Hepatitis B virus DNA polymerase

Hepatitis B virus DNA polymerase is a hepatitis B viral protein.^[1][2] It is a DNA polymerase that can use either DNA or RNA templates and a ribonuclease H that cuts RNA in the duplex. Both functions are supplied by the reverse transcriptase (RT) domain.

Protein P (DNA polymerase / RNase H)
The genome organisation of HBV; the genes overlap. ORF P, in blue, encodes Hepatitis B virus DNA polymerase.
Identifiers
Organism	Hepatitis B virus ayw/France/Tiollais/1979
Symbol	P
UniProt	P03156
Search for Structures Swiss-model Domains InterPro

Protein P
Identifiers
Symbol	?
InterPro	IPR037531

Structure

The hepadnaviral P protein is organized into three domains: an N-terminal domain (InterPro: IPR000201) covering the terminal and the spacer, an RT domain related to every other reverse transcriptase domain, and a C-terminal domain (InterPro: IPR001462) regulating the RNase H activity.

Furthermore, hepadnavirus polymerases contain a terminal protein (TP) domain that contains a tyrosine residue that serves as a primer for the synthesis of the (-) DNA strand.^[3]

Function

The Hepatitis B virus (HBV) polymerase is a multifunctional enzyme, with both RNA-dependent and DNA-dependent polymerase functions, as well as an RNase H function. It acts on the HBV pre-genomic RNA (pgRNA) to reverse transcribe it to form a new rcDNA molecule within a new capsid. (The pgRNA has another function of being translated into the viral polymerase and core proteins).^[3]

HBV core protein dimers are required for packaging of the pgRNA/polymerase complex. Then, after viral polymerase binds to the packaging signal (Hɛ) found at the 5′ end of the pgRNA, they are incorporated into the viral capsid.^[3][4]

Inside the capsid, the pgRNA undergoes reverse transcription, which is initiated by protein priming at the tyrosine residue of the HBV polymerase. Thus, the (-) DNA strand is made.^[4] At the same time, the RNA template is degraded by the RNase H activity of the polymerase. A short RNA of about 15–18 nucleotides at the 5′ end of the pgRNA (including the 5′ DR1 sequence) is not degraded and it is used as primer for (+) DNA strand synthesis.^[3]

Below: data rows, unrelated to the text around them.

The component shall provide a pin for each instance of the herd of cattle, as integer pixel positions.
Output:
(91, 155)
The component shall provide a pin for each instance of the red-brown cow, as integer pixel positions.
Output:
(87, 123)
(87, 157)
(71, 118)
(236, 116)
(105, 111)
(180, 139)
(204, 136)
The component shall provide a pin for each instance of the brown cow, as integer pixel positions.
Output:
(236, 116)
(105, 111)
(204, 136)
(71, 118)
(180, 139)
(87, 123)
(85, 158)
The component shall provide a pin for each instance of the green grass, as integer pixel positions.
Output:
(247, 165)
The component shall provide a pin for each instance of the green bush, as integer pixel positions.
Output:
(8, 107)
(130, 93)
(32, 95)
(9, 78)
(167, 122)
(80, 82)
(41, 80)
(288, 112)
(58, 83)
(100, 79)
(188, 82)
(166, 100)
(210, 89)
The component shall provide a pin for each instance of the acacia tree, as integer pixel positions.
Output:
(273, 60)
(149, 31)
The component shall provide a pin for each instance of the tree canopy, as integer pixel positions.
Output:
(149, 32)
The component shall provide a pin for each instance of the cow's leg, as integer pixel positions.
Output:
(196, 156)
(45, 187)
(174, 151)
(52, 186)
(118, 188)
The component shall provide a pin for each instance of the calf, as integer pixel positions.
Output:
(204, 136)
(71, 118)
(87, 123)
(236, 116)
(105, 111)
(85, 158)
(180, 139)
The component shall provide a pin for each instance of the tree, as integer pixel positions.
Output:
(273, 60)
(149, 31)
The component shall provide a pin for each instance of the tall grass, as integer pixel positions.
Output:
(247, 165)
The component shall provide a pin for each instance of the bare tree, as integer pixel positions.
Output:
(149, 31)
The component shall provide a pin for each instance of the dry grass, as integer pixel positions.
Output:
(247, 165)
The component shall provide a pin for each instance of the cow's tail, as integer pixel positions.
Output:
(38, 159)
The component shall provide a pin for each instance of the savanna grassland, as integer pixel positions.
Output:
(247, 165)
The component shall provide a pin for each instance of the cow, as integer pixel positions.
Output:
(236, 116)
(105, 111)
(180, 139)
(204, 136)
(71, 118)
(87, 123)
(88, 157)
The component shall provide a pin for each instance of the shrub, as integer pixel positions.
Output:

The resulting RC-DNA is partially double stranded. The (-) DNA strand is longer than a genome length, with a covalently bound polymerase and a redundant flap at the 5′ end. However, the (+) DNA strand synthesis is uncompleted by the polymerase, and there is a gap exists down to the 3′ end of the (+) DNA strand.^[4]

References

1. Ono-Nita SK, Kato N, Shiratori Y, Masaki T, Lan KH, Carrilho FJ, Omata M (March 1999). "YMDD motif in hepatitis B virus DNA polymerase influences on replication and lamivudine resistance: A study by in vitro full-length viral DNA transfection". Hepatology. 29 (3): 939–45. doi:10.1002/hep.510290340. PMID 10051501.
2. Shaw T, Mok SS, Locarnini SA (November 1996). "Inhibition of hepatitis B virus DNA polymerase by enantiomers of penciclovir triphosphate and metabolic basis for selective inhibition of HBV replication by penciclovir". Hepatology. 24 (5): 996–1002. doi:10.1002/hep.510240504. PMID 8903366.
3. Menéndez-Arias L, Álvarez M, Pacheco B (October 2014). "Nucleoside/nucleotide analog inhibitors of hepatitis B virus polymerase: mechanism of action and resistance". Current Opinion in Virology. 8: 1–9. doi:10.1016/j.coviro.2014.04.005. PMID 24814823.
4. Yang HC, Kao JH (September 2014). "Persistence of hepatitis B virus covalently closed circular DNA in hepatocytes: molecular mechanisms and clinical significance". Emerging Microbes & Infections. 3 (9): e64. doi:10.1038/emi.2014.64. PMC 4185362. PMID 26038757.